To Jessica Fields, the secret to making science more appealing to elementary students isn’t complex, although the formula might include a bit of rocket science.
The All Science Day held Oct. 6 at Stevenson Elementary in Grandview Heights offered students a day full of science activities.
“We try to give them a variety of fun, hands-on science activities,” said Fields, the school’s 21st-century learning coach.
“All Science Day is designed to get students thinking about what it means to be a scientist and how they think it would be to be a scientist.”
The variety of activities also helps show students that almost everything they do in life involves science, one way or another, said Rich Granger, who served as co-coordinator of the event with Brittany Stockdale, another parent, and Fields.
“Some of the students may find they’re interested in an area of science they may not have even known about before,” Granger said.

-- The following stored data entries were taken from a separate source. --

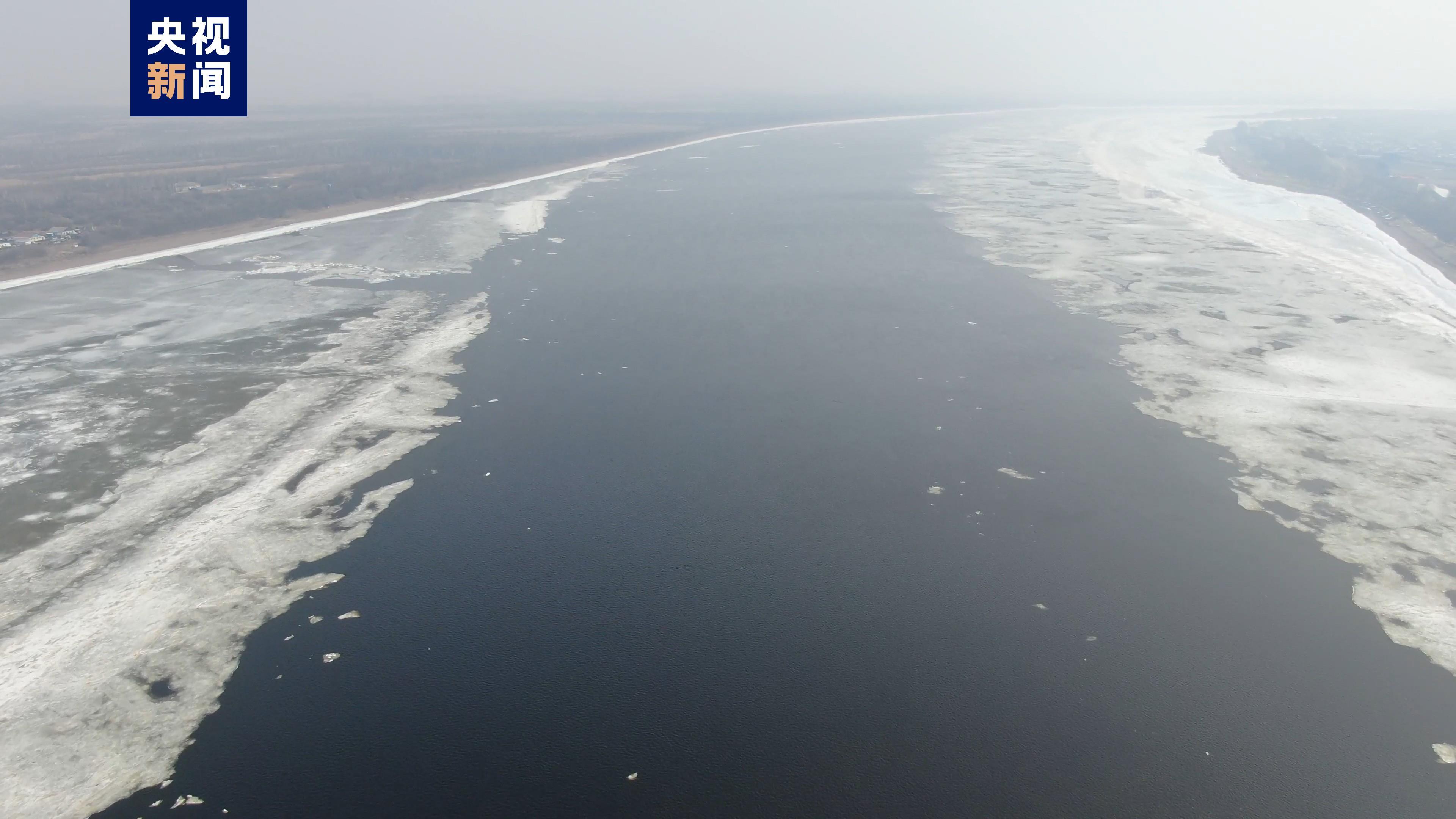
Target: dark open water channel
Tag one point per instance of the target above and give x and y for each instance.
(719, 565)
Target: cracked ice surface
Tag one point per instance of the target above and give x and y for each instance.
(177, 438)
(1283, 327)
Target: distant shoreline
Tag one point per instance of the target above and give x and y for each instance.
(1421, 245)
(156, 244)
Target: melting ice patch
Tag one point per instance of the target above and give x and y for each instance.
(177, 438)
(193, 553)
(437, 238)
(1283, 327)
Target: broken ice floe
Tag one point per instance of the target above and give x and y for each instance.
(196, 544)
(1285, 327)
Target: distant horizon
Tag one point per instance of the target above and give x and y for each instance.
(1331, 53)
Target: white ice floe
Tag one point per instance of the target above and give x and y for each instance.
(529, 216)
(193, 553)
(1285, 327)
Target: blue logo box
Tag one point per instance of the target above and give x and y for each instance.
(188, 57)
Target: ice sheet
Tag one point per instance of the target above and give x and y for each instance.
(1283, 327)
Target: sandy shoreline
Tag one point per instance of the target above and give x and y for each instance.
(1416, 241)
(155, 244)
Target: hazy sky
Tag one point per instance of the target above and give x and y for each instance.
(1075, 52)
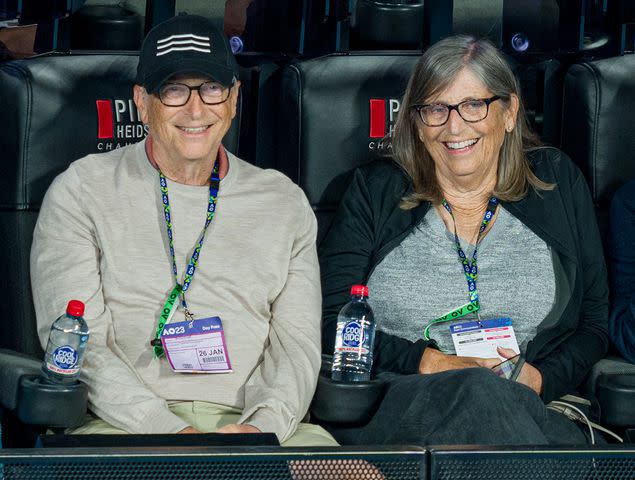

All Science Day is held early in the school year to help set the stage for the science curriculum that follows, Fields said.
At the elementary-grade level, the science curriculum focuses on the building blocks of life science, earth and space matters and physical science, she said.
Students are excited, eager to learn and curious at this age, Granger said.
“I’ve been helping out with All Science Day for a few years now, and it’s always so much fun to see how excited the kids get about it,” he said.
“What I love is when a student comes up to me with a big smile and tells me ‘All Science Day is the best day ever,'” Fields said.
She said she hears comments like that quite often during the day.
After the COVID-19 pandemic forced an all-virtual event two years ago and a day of outdoor-only activities last school year, the program returned to a more traditional mix of science stations set up inside and outside the school building, Granger said.
Students spent the day rotating through the stations operated by parent volunteers and representatives from central Ohio organizations and companies in the science field, he said.
Students were invited to participate in activities that included building rockets using paper, straws and other simple materials and making and testing a hypothesis for how far their rockets would fly when launched.
Granger, who works as an educator with DriveOhio, operated a station at which students practiced coding by creating a map that their mini-robot would follow.
“We had a drone demonstration going on throughout the day,” Granger said. “Every time the drone would take off, everyone’s attention was riveted watching it soar.”
Even music teacher Brian Petit got into the science spirit overseeing a chemistry station, he said.
“I think it was cool for the students to see their music teacher has an interest in chemistry,” Granger said.
All Science Day is sponsored by the Stevenson PTO.